The ANZ Bank (ANZ) reports its 2015-16 full year figures on Thursday and ahead of that release, it has boosted its full year write offs and losses to more than $1 billion with another round of charges revealed on Friday. The bank said it will take a $360 million hit in the September 30 half after the lender unveiled new charges for at-risk debts and restructuring costs.
The latest loses follow the revealing of $717 million in one off charges at the half way mark earlier this year. The total cost will be around $1.077 billion, which will make a dent in the bank’s statutory profit.
ANZ, which will report its full-year earnings next Thursday, said the results would include a new $168 million charge relating to derivatives exposures in its institutional banking business, as well as a $100 million in restructuring charges.
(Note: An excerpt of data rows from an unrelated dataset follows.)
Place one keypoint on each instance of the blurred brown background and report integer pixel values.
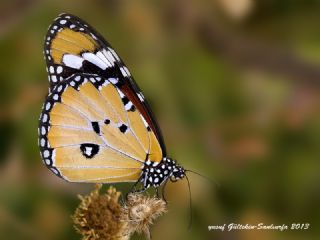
(235, 88)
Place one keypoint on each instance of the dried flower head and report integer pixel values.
(139, 213)
(100, 216)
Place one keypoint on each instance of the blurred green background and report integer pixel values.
(234, 86)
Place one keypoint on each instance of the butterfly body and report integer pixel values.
(96, 125)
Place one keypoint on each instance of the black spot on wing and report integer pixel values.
(123, 128)
(89, 150)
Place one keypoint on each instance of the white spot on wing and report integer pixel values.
(72, 61)
(94, 59)
(59, 69)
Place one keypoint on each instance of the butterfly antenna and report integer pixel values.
(205, 177)
(190, 202)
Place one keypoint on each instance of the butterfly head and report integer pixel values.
(177, 172)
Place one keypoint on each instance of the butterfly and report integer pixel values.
(96, 125)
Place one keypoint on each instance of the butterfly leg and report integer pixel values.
(133, 189)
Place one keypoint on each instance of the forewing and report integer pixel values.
(86, 134)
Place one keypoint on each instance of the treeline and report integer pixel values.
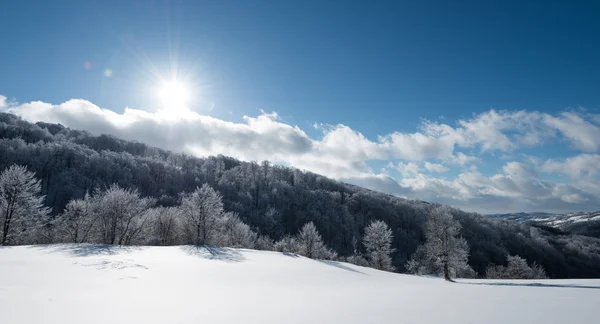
(274, 202)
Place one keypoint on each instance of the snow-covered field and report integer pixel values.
(97, 284)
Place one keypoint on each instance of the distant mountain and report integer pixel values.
(276, 201)
(579, 223)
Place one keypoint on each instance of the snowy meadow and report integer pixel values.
(88, 283)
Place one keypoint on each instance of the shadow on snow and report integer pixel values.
(340, 266)
(214, 253)
(86, 249)
(533, 284)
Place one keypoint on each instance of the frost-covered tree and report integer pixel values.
(21, 205)
(203, 213)
(444, 243)
(165, 225)
(121, 213)
(76, 223)
(378, 244)
(310, 243)
(516, 268)
(237, 234)
(287, 244)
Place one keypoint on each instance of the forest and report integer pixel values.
(101, 189)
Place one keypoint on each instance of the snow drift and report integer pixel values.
(182, 284)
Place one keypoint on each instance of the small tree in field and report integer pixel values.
(77, 222)
(443, 243)
(378, 243)
(310, 242)
(21, 205)
(203, 213)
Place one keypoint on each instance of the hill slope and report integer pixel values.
(274, 200)
(181, 284)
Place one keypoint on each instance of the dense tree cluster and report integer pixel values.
(103, 189)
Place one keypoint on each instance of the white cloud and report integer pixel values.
(407, 169)
(576, 167)
(582, 133)
(344, 153)
(434, 167)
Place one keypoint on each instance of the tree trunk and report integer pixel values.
(6, 225)
(447, 272)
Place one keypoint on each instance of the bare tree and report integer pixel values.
(121, 213)
(443, 243)
(165, 225)
(203, 211)
(517, 268)
(21, 204)
(77, 222)
(310, 243)
(236, 233)
(378, 243)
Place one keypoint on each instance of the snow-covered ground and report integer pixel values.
(96, 284)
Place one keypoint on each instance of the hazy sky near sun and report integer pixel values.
(491, 106)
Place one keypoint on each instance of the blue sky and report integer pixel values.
(359, 71)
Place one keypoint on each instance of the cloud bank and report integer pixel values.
(438, 162)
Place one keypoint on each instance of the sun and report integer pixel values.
(174, 93)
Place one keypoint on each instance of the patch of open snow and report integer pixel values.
(98, 284)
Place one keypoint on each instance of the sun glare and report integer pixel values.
(174, 93)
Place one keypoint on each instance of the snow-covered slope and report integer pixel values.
(97, 284)
(551, 219)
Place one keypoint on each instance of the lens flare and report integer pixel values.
(174, 94)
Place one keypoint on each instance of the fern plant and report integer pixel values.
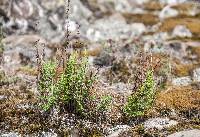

The ANZ is expected to report a full year cash profit of $6.2 billion for the 2016 financial year on November 3.
ANZ shares fell 1.6% on Friday to $27.65. The shares are up 0.3% for the year so far, but have risen by more than 13% in the past six months. The total amount of "specified" charges against taken by the bank in the second half will be $360 million.
The ANZ cut its interim dividend to 80 cents a share from 86 cents. The final paid last year was 95 cents a share and analysts see a similar-sized cut to around 88 or 89 cents a share.